Collaborative Storage
One of the envisioned design goals of Infinite Scale is to work with so called collaborative storage, which means that the file system it is running on is not exclusive for Infinite Scale, but can be manipulated in parallel through third party tools. Infinite Scale is expected to monitor the changes that happen independently and react in a consistent and user friendly way.
A real world example of that would be a third party “data producer” that submits data directly into a file system path, not going through Infinite Scale APIs.
This document outlines a few challenges and design concepts for collaborative storage. It is also the base “checklist” for custom storage provider implementations for certain storages, ie. for Ceph- or IBM Storage Scale which provide features that allow more sophisticated and efficient implementations of this goal.
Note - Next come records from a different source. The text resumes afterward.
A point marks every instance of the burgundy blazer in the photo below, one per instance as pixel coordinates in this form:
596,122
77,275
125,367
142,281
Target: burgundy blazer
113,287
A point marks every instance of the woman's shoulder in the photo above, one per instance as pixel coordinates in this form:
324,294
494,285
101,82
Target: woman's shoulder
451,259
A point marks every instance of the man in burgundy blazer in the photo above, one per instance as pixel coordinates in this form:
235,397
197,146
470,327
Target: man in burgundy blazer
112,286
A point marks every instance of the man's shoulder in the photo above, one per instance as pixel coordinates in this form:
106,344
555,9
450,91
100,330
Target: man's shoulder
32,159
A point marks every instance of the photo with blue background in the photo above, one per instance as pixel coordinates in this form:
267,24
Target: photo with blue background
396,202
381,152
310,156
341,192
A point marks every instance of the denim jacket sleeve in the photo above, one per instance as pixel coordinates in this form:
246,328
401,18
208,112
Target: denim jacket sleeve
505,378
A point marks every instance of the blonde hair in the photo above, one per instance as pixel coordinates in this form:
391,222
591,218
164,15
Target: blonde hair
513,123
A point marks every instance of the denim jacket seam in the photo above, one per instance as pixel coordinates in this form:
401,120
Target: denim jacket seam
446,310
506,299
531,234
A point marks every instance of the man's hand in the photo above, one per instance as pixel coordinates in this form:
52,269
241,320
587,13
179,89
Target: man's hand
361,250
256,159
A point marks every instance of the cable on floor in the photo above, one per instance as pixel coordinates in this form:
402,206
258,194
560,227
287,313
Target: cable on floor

This discusses a few components and sub functions of the storage driver that have relevance for the collaborative storage.
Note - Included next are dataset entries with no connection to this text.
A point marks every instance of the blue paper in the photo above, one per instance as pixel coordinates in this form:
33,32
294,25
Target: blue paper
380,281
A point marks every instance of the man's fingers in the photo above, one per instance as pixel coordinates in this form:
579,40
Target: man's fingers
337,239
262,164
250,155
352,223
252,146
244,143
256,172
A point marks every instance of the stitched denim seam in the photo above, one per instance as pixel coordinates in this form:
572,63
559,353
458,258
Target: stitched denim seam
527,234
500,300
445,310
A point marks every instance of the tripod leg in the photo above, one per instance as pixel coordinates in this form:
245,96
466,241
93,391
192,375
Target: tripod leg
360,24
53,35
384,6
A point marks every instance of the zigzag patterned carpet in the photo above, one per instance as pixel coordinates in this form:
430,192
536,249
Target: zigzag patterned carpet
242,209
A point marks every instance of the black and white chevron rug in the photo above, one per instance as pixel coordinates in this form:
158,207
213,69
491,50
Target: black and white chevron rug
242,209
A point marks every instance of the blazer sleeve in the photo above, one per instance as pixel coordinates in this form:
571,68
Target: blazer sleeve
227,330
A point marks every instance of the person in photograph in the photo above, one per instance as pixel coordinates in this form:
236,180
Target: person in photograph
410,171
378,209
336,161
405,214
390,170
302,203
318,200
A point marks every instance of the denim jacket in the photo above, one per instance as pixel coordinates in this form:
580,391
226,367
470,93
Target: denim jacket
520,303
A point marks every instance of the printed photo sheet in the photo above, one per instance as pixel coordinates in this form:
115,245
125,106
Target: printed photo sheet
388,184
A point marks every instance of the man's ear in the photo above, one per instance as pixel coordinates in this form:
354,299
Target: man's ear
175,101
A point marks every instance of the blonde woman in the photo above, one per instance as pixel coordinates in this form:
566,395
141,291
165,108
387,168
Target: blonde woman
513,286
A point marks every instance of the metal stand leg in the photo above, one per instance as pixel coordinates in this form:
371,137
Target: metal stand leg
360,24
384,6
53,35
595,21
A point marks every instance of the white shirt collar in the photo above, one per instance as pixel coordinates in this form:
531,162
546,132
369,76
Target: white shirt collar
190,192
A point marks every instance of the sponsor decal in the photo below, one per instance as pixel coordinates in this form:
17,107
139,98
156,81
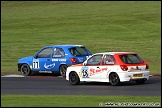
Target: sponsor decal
36,63
80,59
30,66
98,70
133,69
50,66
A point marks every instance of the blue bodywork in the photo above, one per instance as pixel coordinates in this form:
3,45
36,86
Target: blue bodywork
50,58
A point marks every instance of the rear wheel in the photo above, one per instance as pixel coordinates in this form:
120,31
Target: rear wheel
114,79
141,81
62,70
25,70
73,78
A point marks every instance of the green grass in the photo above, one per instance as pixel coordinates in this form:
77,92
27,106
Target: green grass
101,26
73,100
What is called “the oCIS file system” is defined as the entire filetree underneath a special path in the local POSIX file system, which might either be a real local file system or a mounted net filesystem. It is expected that oCIS is the only consumer of that file tree, except what is expected behaviour with a collaborative file system, that adds and edits files in that tree.
Underneath the oCIS file system root, there is an collection of different folders containing oCIS specific data. Specific storage driver data is in the directory storage/users
, organized by spaces.
(TODO: Check again how different storage drivers work together without overwriting data of each other)
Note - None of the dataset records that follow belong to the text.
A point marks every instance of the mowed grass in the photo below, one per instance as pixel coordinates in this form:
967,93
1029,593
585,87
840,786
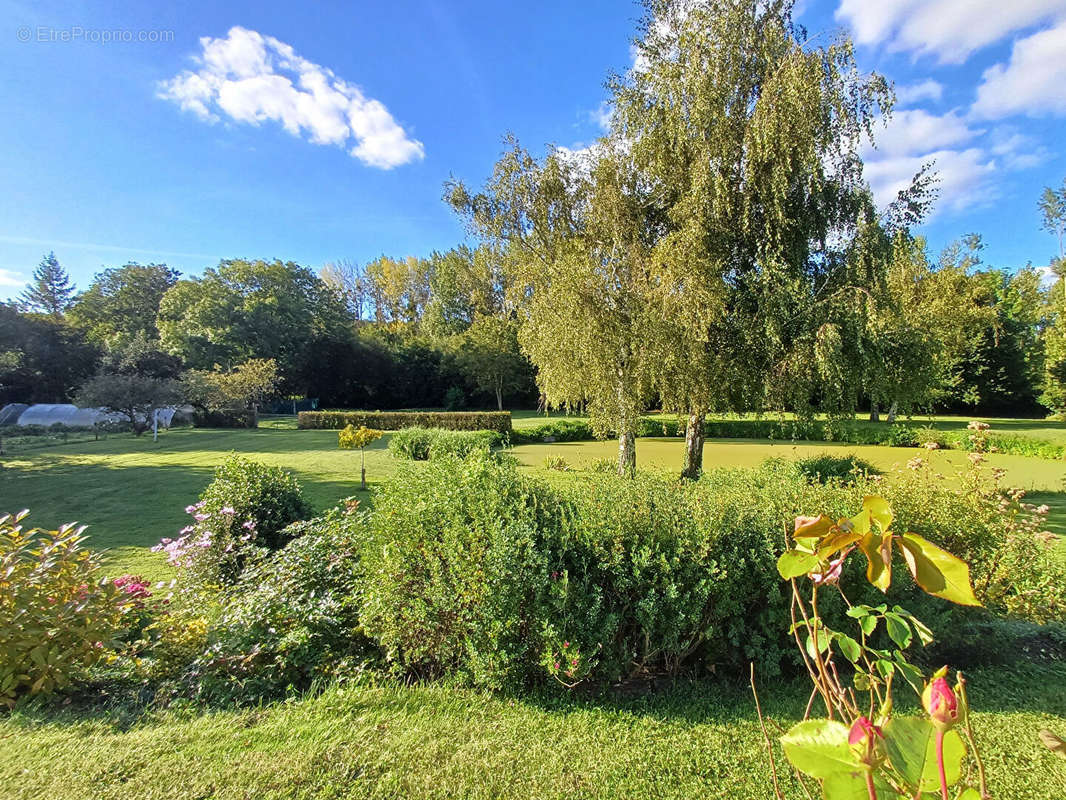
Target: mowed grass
131,492
694,740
Infinite Scale provides spaces as an additional organization organizational unit for data. Each space is a separate entity with its own attributes such as access patterns and quota.
A storage driver has to model the separation of spaces and provide a list of spaces in general and also a list of spaces a user can access. Furthermore, it needs to be able to create different types of spaces (Home- or Project space).
On POSIX, each space could for example be mapped to it’s own directory in a special spaces folder under the oCIS root folder.
Infinite Scale uses file IDs to efficiently identify files within a file tree. The lookup from a given ID to a path within the oCIS file tree is a very basic function that more or less defines the Infinite Scale performance. The functionality to for example query the file path for a given Inode number (which is the nearest equivalent for the Infinite Scale file ID) can not be done with standard POSIX system calls.
The interface defining the collaborative storage needs an abstraction for this particular function, returning the file id for a given path, and returning the path for given id.
When a file is changed by a process outside of oCIS, this needs to be monitored by oCIS to quickly maintain internal caches and data structures as required.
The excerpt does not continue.